Mr Johnson said the track could start to be laid as soon as April, further rambling the government was paving the way for a future "where high-speed trains glide through our great cities, where electric buses convey us cleanly around our towns, where self-driving cars roam along roads that are free of the congestion that causes so much pollution, and where a new generation of cyclists pedal safely and happily to school and work in tree dappled sunlight on their own network of fully segregated cycle paths".
Amongst the staunchest critics to the HS2 project are environmental groups, with Greenpeace director John Sauven saying it gave Mr Johnson the "dubious honour of being this century's largest destroyer of ancient woodlands in the UK".
As mixed reports float around the progression of Coronavirus, which incidentally we must now refer to as COVID-19 - some experts claiming the virus is being contained efficiently, with others saying the current spread is just the tip of the iceberg and could affect two-thirds of the population before its work is done, a Chinese amateur marathon runner under lockdown in the city of Hanzhou became so stir crazy, he ran 31 miles around his living room.
Pan Shancu completed 6,250 laps of a track consisting of two large tables set up inside his apartment.

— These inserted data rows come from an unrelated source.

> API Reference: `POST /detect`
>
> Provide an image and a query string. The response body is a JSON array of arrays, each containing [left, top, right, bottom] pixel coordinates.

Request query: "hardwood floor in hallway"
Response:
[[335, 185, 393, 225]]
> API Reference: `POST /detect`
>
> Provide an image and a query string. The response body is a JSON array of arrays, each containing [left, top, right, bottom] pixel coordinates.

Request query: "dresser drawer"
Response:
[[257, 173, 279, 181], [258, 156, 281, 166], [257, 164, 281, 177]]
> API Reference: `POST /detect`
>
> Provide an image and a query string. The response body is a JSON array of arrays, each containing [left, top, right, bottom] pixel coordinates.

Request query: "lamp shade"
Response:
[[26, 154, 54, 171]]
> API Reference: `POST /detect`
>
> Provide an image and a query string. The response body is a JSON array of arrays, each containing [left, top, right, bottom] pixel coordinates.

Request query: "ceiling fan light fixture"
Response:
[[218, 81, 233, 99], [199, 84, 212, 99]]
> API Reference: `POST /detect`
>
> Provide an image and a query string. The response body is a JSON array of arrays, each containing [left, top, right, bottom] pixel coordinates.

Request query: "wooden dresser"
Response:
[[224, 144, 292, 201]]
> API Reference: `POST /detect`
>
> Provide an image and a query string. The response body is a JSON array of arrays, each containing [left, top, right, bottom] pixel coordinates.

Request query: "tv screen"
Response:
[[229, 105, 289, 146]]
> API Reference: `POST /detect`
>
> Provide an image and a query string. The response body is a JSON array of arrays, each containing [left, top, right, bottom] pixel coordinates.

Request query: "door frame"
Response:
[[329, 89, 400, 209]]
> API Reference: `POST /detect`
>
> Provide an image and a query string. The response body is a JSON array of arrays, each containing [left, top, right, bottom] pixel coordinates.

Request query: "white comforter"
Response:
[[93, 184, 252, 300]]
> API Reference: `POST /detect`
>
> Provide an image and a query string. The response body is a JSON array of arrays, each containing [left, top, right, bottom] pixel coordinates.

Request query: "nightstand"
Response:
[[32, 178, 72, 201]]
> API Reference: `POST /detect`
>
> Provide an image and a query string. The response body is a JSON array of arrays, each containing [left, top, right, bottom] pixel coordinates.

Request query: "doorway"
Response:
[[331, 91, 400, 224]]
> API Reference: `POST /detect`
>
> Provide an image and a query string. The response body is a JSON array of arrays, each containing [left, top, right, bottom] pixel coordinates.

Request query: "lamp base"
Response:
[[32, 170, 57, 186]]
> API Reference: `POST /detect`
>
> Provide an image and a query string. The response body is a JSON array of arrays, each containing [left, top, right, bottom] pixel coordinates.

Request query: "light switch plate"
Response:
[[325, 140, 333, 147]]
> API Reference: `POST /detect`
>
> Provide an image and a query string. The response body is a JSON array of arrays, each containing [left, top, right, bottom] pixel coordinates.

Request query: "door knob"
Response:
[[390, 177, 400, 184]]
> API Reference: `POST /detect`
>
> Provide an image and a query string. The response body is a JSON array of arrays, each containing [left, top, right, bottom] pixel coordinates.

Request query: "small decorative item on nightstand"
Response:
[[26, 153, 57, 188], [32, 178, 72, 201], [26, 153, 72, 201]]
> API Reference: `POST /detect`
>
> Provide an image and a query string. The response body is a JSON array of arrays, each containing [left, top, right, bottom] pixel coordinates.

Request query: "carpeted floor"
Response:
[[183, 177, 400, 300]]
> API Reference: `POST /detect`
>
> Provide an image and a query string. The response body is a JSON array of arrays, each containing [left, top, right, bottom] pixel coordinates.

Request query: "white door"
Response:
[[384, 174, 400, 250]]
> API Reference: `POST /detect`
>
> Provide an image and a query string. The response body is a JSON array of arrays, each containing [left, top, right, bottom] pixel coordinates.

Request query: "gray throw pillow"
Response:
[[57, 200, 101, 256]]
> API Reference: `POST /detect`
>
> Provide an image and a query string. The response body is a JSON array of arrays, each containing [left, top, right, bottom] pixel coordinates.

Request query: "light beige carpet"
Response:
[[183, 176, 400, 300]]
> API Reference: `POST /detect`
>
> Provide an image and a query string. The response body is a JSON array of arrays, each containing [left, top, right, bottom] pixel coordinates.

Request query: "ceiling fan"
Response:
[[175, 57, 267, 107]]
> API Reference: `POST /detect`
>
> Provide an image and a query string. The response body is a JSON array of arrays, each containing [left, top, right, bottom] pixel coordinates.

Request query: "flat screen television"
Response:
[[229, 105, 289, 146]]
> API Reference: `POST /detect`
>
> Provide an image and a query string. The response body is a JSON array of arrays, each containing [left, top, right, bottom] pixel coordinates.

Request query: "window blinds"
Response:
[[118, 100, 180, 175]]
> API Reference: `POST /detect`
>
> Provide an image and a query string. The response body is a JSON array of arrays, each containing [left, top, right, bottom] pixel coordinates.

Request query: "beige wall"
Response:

The keen runner said he "could not bear sitting down any more" after being confined to his home for weeks. Each lap of his room was eight metres and he eventually completed more than six thousand in four hours, 48 minutes and 44 seconds.
Former Tory minister and London mayoral candidate Rory Stewart is offering to stay on Londoners' sofas in a bid to learn more about the city. In a scheme he is calling #ComeKipWithMe, Mr Stewart is urging people to offer him their sofa or floor for the night so he can listen to their concerns about the city and in exchange he promised to bring with him a sleeping bag and a box of chocolates.
He said he had already stayed with a young man on a council estate in Lambeth and with "the Queen of Newham" who helps rough sleepers every single night. He added if he was elected he would continue to "kip" in Londoners' homes. This Reporter is not sure if this was meant as a promise or a threat.
And finally, staff at a Northampton branch of Superdrug had a "shock" when a badger fell through the ceiling and landed behind the perfume counter.
Northamptonshire Badger Group were called to the scene after the female badger, as it transpired, fell through the ceiling panel into the shop in Northampton's Grosvenor Centre, and managed to catch her and release her to a safe place.
Sally Jones, from the Badger Group, said it was "the oddest rescue we've ever had", adding they were perplexed how the badger got into the shop, which was closed to the public at the time.
This Reporter was able to catch up with the badger at a secret woodland location after the incident, where the animal explained that with all this talk of HS2 destroying her natural habitat she had been after something to pep up her spirits, specifically a spritz of CK One.